"Heureusement que la foi nous réchauffe!". Dans le diocèse d'Autun, en Bourgogne, un des plus touchés de France par la flambée des coûts de l'énergie, des églises ont dû se résoudre à couper le chauffage.
La gelée blanche recouvre les prairies environnantes et, dans l'église Saint-Eugène du Creusot (Saône-et-Loire), il fait à peine 5 degrés. Des volutes de buée accompagnent les chants liturgiques - ou les bâillements - et les rares fidèles de la messe matinale se frottent les mains gantées pour les réchauffer.
"C'est surtout l'humidité", explique à l'AFP Marie, 42 ans, bonnet à pompon enfoncé sur la tête, poncho épais et écharpe de laine par dessus tout. "Faut bien se couvrir!", conseille-t-elle.
Construite en 1912, l'église possède un système de chauffage relativement perfectionné mais les grilles de fonte posées au sol, qui d'habitude laissent passer l'air chaud pulsé, sont désespérément glacées.

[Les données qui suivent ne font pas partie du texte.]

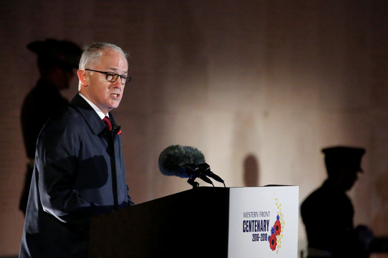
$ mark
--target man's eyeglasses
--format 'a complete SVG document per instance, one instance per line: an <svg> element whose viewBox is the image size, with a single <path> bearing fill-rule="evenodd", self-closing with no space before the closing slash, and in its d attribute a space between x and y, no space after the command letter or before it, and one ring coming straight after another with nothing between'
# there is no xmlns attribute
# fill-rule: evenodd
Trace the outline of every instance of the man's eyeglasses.
<svg viewBox="0 0 388 258"><path fill-rule="evenodd" d="M117 80L117 78L118 78L119 76L120 79L121 80L121 84L123 85L127 85L129 84L130 80L132 79L132 77L130 76L119 75L118 74L113 73L112 72L101 72L101 71L96 71L95 70L86 69L85 70L86 71L91 71L92 72L97 72L101 74L104 74L105 75L105 79L106 79L106 80L110 81L111 82L114 82L116 81L116 80Z"/></svg>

"C'est un chauffage au gaz: avec la facture multipliée par quatre, on ne peut plus se le permettre", explique Godefroy de Suremain, le prêtre de la paroisse Saint-François d'Assise, qui regroupe Le Creusot et une dizaine de villages environnants.
"En 2023, notre facture énergétique passera de 37.000 à 148.000 euros, portant nos dépenses totales à 269.000 euros. On prévoit 190.000 euros de recettes. On aura donc un déficit de 79.000 euros", calcule le curé.
Le diocèse d'Autun, dont dépend la paroisse du Creusot, est "un des diocèses très touchés" parmi la centaine que compte la France, explique Richard Lamoureux, économe d'Autun.
Contrairement à de nombreux autres diocèses dont le contrat d'énergie, au tarif avantageux fixé avant la crise, court sur une ou plusieurs années encore, "notre contrat énergétique est arrivé à échéance fin 2022", indique-t-il. "Nous avons donc été obligés de signer une multiplication par quatre du prix du gaz et de l'électricité".
Les charges de fonctionnement, hors salaires, vont ainsi bondir de 150% en 2023 au diocèse d'Autun, soit beaucoup plus qu'au niveau national.
Sur l'ensemble de la France, "la facture énergétique va doubler et provoquer, à elle seule, une hausse des charges de fonctionnement de 5% en 2022 et 10% en 2023", déclare à l'AFP Ambroise Laurent, secrétaire général adjoint de la Conférence des évêques de France (CEF), qui rassemble les diocèses du pays.
- Aucune aide -
Et l'Église ne bénéficie d'aucune aide, qu'elle soit du Vatican ou de l'État, ni même du bouclier tarifaire destiné aux particuliers ou de "l'amortisseur" pour les entreprises.
Le culte ne peut donc qu'"espérer une hausse des dons", souligne M. Laurent, et faire des économies tous azimuts.
Nombreuses sont ainsi les paroisses en France à avoir regroupé les offices dans un nombre limité d'églises chauffées, voire, comme au Creusot, à couper le chauffage sur la quasi-totalité des messes: "Il n'y a plus du tout de chauffage en semaine et une seule messe chauffée le dimanche", explique le père de Suremain.
"On a gardé une messe le week-end, sinon, on va perdre tout le monde. La semaine, ils ne sont qu'une minorité", souligne-t-il, reconnaissant que, de ce fait, "certains ne viennent plus".
"C'est un réel problème pour les personnes âgées", confirme Marie, fidèle de la messe au Creusot en semaine. "Certains ont peur de prendre froid et restent chez eux".
Dans l'église Saint-Eugène de près de 2.000 places, ils n'étaient ainsi qu'une quinzaine lors de la messe matinale du mercredi. C'est moins que d'habitude, selon les fidèles.
"C'est vrai que ce n'est pas évident", confesse une pratiquante de 66 ans, en remettant son écharpe de laine sur ses cheveux grisonnants. "Certaines personnes âgées ne peuvent plus venir".
"Mais comment voulez-vous payer pour tout ça?", demande Annie Martin, 75 ans. "On s'habille", dit-elle en montrant son épais manteau molletonné. Mais "ce n'est pas si terrible. Pensez à l'Ukraine! Et heureusement que la foi nous réchauffe", lance-t-elle en essuyant une goutte au nez.